Last night, I was driving with my friend Minnie from her house on the north side of Charlotte, North Carolina to Indian Trail, just before the South Carolina border. We’re playing in the Southeastern Region districts and, if we win, we will be traveling to Boston for USA Hockey Nationals. We had just carpooled from Raleigh and had a lot of long conversation about life right now. And school. And GMOs. And Physics.
“I hated Electromagnetism,” said Minnie.
“Really? Physics II? I hated Physics I.”
“Physics I, I can understand that. I can SEE it. Electrons? No. I can’t see it. It doesn’t work for me.”
“Huh…for me, because I can see it, I think I know what I’m looking at and I make false assumptions. With Physics II, I’m given the rules that I can’t see, so I work within those constraints…”

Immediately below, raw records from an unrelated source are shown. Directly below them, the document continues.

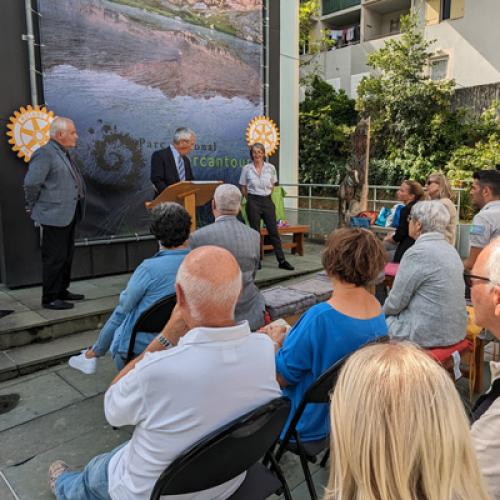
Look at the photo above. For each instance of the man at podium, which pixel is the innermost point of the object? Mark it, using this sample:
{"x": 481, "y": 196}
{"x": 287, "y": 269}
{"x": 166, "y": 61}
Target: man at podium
{"x": 172, "y": 165}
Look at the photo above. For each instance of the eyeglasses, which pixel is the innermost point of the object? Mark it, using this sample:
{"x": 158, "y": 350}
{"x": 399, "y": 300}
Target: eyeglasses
{"x": 471, "y": 279}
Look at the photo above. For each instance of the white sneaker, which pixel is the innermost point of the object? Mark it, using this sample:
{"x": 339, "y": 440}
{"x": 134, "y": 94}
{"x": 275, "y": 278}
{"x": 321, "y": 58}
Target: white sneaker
{"x": 82, "y": 363}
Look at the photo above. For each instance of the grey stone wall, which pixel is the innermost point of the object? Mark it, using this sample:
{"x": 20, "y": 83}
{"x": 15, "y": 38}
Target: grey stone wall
{"x": 476, "y": 98}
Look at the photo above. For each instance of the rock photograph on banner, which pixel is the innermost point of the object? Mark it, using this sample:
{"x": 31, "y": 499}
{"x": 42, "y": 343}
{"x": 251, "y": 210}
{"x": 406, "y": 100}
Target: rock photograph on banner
{"x": 129, "y": 72}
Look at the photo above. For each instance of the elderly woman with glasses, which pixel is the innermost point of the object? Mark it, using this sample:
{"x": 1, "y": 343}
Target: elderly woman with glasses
{"x": 426, "y": 304}
{"x": 153, "y": 280}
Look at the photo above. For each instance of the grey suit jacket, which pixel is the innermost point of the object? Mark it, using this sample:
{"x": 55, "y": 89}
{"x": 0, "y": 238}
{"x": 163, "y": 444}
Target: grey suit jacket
{"x": 244, "y": 243}
{"x": 50, "y": 187}
{"x": 426, "y": 304}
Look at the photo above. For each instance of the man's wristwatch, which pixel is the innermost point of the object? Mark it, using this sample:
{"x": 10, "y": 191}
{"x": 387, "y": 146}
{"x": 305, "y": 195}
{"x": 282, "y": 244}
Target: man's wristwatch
{"x": 165, "y": 343}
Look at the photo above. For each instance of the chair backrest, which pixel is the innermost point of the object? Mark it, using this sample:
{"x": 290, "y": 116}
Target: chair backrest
{"x": 226, "y": 452}
{"x": 152, "y": 320}
{"x": 319, "y": 391}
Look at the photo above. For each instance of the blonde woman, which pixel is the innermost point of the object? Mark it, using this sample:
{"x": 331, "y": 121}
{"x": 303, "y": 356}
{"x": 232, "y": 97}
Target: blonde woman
{"x": 438, "y": 187}
{"x": 399, "y": 430}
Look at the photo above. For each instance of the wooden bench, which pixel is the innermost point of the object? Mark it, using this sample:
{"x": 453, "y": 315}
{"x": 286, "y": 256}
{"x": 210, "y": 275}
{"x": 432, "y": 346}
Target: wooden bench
{"x": 297, "y": 243}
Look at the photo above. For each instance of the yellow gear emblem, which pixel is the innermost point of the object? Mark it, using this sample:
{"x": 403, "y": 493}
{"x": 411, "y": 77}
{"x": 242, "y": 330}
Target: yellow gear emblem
{"x": 264, "y": 130}
{"x": 29, "y": 130}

“I see,” said Minnie. “With the stuff you can see, you transpose your experiences too easily on what you’re doing and you cloud the truth.”
“Yeah, I overanalyze it…”
Just like life.
I overanalyze life.
I’ve noticed lately I’ve become more and more confused by things that are simple. I’ve been over-thinking everything. I’m never sure anymore what’s a real answer or an appropriate response to an emotionally-charged situation. I keep longing to just tell everyone to slow down and just stop overcomplicating things when they could just be so simple. And knowing that there are simple answers just makes my complicated outlook that much more confusing and unbearable.
So life as of late has become my Physics I while my head is so occupied with Physics II, with the itty bitty pieces that are making things work but the itty bitty pieces that I also can’t manipulate, the ones that will do what they do without my help.